Type 1 and type 2 diabetes both revolve around how the body does or doesn’t use insulin. In some instances, there is crossover between managing type 1 diabetes and type 2 diabetes.

For example, someone living with type 2 diabetes (insulin resistance) may try adjustments to diet, a change in lifestyle, or non-insulin medications to try and treat type 2 diabetes before moving directly to insulin.

Because type 1 diabetes (insulin dependence) is an autoimmune disease, it requires daily insulin therapy.


Learn more about the differences between type 1 and type 2 diabetes.


Someone living with type 1 diabetes has several options for their daily insulin therapy. They can administer insulin through injections, pens, inhaled insulin, or by using an insulin pump.

One of the major advancements in managing diabetes is using an automated insulin delivery (AID) system.

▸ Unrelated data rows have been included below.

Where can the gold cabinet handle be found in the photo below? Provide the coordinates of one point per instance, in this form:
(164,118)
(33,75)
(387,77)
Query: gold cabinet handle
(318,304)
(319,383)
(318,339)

This article will provide an overview of automated insulin delivery and how it can benefit children or adults with type 1 diabetes. It will also give an overview of other ways to manage type 1 diabetes.

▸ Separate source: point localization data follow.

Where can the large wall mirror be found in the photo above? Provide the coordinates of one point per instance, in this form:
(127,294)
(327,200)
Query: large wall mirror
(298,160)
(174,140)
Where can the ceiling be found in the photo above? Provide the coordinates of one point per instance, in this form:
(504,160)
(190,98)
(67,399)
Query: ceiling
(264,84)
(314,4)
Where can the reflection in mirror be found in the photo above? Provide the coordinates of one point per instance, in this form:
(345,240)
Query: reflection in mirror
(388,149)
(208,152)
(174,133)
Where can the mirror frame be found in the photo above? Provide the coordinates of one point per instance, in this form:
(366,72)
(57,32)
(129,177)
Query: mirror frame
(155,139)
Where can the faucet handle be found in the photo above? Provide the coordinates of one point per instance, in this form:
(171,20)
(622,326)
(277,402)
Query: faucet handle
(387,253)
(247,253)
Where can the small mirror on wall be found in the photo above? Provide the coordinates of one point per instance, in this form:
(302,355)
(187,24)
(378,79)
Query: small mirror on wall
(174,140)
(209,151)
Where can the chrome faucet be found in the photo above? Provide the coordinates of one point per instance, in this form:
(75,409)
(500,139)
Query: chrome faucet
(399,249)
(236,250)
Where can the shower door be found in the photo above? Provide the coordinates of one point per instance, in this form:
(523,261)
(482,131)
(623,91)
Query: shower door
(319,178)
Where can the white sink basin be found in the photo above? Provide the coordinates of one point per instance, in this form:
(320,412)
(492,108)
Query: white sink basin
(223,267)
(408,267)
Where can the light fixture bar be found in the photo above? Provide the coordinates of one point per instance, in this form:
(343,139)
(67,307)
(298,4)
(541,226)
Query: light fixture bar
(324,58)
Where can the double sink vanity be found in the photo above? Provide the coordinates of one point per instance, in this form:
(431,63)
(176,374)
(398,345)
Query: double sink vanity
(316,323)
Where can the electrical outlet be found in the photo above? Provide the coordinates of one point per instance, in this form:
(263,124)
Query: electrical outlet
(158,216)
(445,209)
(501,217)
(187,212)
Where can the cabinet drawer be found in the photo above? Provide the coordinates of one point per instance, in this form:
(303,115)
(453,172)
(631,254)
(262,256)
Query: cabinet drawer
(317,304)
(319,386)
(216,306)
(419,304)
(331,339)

What is Automated Insulin Delivery?

One of the newest advancements for managing type 1 diabetes in children and adults is through the use of an automated insulin delivery system — also called an AID system. An automated insulin delivery system for managing diabetes is made up of three components — an insulin pump, a continuous glucose monitoring (CGM) sensor, and an algorithm that can predict glucose levels and automatically dose insulin.

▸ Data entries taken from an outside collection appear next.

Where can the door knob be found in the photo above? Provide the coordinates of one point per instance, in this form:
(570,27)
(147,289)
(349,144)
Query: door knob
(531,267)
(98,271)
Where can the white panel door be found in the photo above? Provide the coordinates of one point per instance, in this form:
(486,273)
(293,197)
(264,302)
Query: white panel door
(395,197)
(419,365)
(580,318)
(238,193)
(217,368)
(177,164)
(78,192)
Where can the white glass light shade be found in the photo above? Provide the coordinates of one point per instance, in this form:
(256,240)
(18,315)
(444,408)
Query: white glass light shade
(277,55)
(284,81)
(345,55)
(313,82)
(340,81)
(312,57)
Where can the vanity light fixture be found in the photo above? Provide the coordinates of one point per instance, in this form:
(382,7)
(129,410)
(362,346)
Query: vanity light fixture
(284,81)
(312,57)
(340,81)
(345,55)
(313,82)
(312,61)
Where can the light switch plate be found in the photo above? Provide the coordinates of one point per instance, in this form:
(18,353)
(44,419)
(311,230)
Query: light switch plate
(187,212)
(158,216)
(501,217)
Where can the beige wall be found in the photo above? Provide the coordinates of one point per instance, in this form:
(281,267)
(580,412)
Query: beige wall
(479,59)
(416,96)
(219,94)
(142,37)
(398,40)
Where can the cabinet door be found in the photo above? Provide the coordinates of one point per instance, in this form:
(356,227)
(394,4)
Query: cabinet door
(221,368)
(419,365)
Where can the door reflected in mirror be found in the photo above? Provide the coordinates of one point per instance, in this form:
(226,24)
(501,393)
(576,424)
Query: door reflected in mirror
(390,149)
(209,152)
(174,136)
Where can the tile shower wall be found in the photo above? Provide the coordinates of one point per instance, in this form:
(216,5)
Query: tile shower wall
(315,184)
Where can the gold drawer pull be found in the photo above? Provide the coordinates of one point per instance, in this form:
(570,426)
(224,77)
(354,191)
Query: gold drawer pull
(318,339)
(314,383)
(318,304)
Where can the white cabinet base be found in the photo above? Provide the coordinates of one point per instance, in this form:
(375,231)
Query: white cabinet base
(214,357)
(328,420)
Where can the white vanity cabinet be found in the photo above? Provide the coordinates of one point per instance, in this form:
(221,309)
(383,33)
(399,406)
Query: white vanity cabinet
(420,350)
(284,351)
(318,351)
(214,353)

A CGM will deliver real-time glucose readings to the insulin pump via Bluetooth® connectivity. The algorithm — which is predictive software within the insulin pump — will use those CGM sensor readings to determine whether to administer insulin or suspend insulin.

Sometimes this is referred to as a “closed-loop system.” It has also been referred to as an “artificial pancreas” because the system aims to mimic how the pancreas would adjust to glucose levels.


Learn more about insulin pumps with an advanced hybrid closed-loop system.


“Automated insulin delivery systems are constantly adjusting things in the background every five minutes,” said Dr. Jordan Pinsker, Vice President and Medical Director for Tandem Diabetes Care, who is also a renowned pediatric endocrinologist. “By doing this, the system can react far faster than a person and really reduce the burden of diabetes management. For example, the system can help you to get a good night’s sleep, so you don’t have to worry about your blood sugar all night long.”

This can be particularly helpful for sleeping with diabetes or for the parent of a child with type 1 diabetes.

Automated Insulin Delivery and Type 1 Diabetes

Type 1 diabetes is an autoimmune disease that attacks the cells in the pancreas that make insulin. It is typically diagnosed in childhood, which is why it used to be called juvenile diabetes. However, people of all ages can be diagnosed with type 1 diabetes.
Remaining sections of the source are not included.